Il entra la tête basse dans la pharmacie. Les cartons de médicaments derrière le comptoir n’étaient pas encore ouverts. Eric45 frémit. Peut être était il venu trop tôt ? Cela pourrait être suspect. Son regard hâtif aux alentours montrait qu’il était seul dans le magasin. Il était le premier client. Il avança vers le comptoir, le pas traînant et les joues rouges.

        - Oui bonjour, ce serait pour un test de grossesse.

L’homme de l’autre côté du comptoir haussa un sourcil, « Mr Hima » indiquait son badge.

- Depuis combien de temps pensez-vous l’être ?

- Deux mois ou trois, répondit Eric 45 en rougissant de plus belle.

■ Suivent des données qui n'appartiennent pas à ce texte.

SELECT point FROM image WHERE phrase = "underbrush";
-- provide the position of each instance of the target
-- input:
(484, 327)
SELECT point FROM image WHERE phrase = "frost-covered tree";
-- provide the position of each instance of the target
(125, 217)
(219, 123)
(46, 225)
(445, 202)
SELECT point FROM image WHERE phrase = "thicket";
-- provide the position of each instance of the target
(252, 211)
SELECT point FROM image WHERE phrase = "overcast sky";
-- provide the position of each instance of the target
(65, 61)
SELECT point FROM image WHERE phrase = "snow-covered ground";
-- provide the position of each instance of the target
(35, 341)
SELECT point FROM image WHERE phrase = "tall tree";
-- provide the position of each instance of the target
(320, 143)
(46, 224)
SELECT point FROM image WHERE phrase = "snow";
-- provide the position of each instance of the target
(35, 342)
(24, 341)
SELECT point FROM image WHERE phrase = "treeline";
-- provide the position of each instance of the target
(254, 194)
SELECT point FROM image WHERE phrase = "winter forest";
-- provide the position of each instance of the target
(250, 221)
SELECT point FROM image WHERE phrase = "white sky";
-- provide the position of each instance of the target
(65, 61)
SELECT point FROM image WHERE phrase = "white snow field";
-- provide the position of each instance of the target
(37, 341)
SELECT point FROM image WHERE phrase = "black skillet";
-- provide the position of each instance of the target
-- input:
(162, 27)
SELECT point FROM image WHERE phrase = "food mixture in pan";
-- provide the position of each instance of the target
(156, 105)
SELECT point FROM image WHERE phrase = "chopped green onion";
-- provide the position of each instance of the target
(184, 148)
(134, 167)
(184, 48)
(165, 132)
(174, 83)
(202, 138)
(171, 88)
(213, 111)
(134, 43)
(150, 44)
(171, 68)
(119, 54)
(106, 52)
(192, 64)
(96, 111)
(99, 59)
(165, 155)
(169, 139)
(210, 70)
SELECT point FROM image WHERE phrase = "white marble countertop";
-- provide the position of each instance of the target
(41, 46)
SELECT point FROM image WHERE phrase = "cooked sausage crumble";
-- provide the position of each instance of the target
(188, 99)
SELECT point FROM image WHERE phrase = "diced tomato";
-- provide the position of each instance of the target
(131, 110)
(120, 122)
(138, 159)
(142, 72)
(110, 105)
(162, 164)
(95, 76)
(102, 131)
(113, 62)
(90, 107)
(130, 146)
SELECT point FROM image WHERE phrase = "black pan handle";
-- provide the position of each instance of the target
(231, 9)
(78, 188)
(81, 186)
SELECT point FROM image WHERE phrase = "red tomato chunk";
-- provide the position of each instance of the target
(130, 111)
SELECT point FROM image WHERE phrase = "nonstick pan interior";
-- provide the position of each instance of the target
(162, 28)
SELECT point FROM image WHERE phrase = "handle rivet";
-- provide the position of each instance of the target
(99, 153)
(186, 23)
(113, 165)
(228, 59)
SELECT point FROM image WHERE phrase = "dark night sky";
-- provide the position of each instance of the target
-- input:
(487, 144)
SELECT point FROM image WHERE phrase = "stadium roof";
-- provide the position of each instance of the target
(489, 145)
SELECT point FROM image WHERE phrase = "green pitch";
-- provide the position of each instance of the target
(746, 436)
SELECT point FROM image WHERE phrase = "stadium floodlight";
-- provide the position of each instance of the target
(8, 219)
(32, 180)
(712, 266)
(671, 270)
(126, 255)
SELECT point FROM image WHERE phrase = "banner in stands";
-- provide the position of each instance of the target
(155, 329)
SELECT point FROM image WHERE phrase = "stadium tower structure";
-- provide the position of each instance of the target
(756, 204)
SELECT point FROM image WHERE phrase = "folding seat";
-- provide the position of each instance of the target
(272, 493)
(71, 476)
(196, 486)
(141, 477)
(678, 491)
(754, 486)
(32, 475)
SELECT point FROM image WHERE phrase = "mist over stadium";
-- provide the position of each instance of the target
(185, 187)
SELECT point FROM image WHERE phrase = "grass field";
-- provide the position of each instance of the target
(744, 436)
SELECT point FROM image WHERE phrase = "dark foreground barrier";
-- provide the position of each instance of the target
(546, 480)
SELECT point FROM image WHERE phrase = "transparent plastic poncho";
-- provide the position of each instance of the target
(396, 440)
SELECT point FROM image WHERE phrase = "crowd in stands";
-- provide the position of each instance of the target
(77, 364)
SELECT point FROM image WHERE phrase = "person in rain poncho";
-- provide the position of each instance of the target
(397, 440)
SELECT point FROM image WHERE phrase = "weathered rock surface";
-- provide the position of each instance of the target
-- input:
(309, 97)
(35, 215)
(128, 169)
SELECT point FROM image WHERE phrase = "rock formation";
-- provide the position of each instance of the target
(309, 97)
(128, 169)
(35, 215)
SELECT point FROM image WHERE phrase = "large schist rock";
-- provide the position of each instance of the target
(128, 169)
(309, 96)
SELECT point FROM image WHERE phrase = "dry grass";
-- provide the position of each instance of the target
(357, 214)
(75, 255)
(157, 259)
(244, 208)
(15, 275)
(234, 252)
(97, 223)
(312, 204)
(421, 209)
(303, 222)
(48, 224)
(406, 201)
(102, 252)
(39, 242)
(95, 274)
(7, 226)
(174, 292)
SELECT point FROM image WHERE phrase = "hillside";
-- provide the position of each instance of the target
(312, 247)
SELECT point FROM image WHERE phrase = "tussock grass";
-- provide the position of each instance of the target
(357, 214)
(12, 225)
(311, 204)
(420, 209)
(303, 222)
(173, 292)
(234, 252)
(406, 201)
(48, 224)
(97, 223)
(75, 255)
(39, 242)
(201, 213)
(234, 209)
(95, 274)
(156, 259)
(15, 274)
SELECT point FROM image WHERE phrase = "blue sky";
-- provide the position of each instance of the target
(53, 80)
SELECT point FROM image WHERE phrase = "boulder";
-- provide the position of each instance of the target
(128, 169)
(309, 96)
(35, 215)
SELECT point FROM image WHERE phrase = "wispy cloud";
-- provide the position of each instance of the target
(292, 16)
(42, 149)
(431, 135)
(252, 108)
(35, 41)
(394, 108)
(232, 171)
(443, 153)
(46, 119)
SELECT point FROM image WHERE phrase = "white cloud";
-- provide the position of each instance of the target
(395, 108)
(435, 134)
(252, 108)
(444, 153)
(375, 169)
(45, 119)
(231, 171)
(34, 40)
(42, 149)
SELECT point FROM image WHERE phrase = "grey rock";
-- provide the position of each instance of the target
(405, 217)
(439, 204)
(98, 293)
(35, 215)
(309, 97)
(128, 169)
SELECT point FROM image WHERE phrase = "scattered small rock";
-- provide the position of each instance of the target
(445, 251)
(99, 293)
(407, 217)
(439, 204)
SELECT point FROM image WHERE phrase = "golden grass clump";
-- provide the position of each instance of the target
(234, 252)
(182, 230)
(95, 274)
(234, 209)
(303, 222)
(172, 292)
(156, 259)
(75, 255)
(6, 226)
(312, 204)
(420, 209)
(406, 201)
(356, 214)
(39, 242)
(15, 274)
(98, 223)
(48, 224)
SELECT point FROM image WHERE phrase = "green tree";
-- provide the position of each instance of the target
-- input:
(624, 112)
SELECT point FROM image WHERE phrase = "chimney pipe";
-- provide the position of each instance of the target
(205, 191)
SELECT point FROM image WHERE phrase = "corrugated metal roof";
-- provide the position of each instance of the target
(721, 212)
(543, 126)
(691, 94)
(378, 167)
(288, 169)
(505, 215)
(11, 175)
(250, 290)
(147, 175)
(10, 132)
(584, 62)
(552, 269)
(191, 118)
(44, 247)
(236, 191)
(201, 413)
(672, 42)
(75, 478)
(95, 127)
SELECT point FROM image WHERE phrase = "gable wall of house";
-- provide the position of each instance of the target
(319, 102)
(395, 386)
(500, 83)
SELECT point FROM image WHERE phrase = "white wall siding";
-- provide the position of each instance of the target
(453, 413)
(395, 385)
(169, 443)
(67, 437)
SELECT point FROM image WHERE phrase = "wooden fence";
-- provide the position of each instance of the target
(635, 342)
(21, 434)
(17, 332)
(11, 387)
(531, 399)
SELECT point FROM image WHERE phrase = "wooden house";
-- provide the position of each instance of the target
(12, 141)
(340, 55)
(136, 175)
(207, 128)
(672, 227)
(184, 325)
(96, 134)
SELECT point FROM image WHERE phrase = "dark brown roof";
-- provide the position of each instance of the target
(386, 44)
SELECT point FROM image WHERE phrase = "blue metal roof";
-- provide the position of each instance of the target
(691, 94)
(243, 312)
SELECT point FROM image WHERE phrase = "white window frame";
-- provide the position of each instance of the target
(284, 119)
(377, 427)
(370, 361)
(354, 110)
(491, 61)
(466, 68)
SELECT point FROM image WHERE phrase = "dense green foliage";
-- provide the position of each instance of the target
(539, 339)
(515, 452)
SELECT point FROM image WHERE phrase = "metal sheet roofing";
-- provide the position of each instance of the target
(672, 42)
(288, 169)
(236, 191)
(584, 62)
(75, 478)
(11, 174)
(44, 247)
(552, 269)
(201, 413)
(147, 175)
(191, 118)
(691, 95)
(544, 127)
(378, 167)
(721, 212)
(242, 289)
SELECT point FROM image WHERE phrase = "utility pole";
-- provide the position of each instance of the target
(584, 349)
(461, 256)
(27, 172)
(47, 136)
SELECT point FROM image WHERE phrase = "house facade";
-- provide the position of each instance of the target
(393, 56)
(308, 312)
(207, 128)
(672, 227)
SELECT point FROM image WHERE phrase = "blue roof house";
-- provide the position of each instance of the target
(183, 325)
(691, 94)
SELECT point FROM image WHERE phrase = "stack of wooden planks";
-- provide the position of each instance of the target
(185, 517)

Hima se retourna, tira un long tiroir et prit une boîte qu’il lui tendit.

- Allez dans la cabine 5.

 

Eric 45 referma le rideau, sentant le regard réprobateur du pharmacien sur lui. La cabine était assez simple, juste de quoi accrocher son manteau. Un écran occupait une partie du mur central. La lumière qui éclairait le compartiment clignotait sans cesse, donnant un aspect lugubre à la scène. Eric 45 ouvrit la boîte et inséra le disque optique dans la fente prévue à cet effet. Son cœur battait à cent à l’heure. Il se frictionna la poitrine en enlevant son manteau, espérant ainsi que ses battements cesseraient de lui faire mal. Il suivit les instructions de la voix automatique à la lettre, essaya de ne pas pleurer quand il dût s’insérer une aiguille dans le bras et finit par insérer le tube rempli de son sang dans un trou. Un long silence pesant ampli l’air. Tout se jouait maintenant.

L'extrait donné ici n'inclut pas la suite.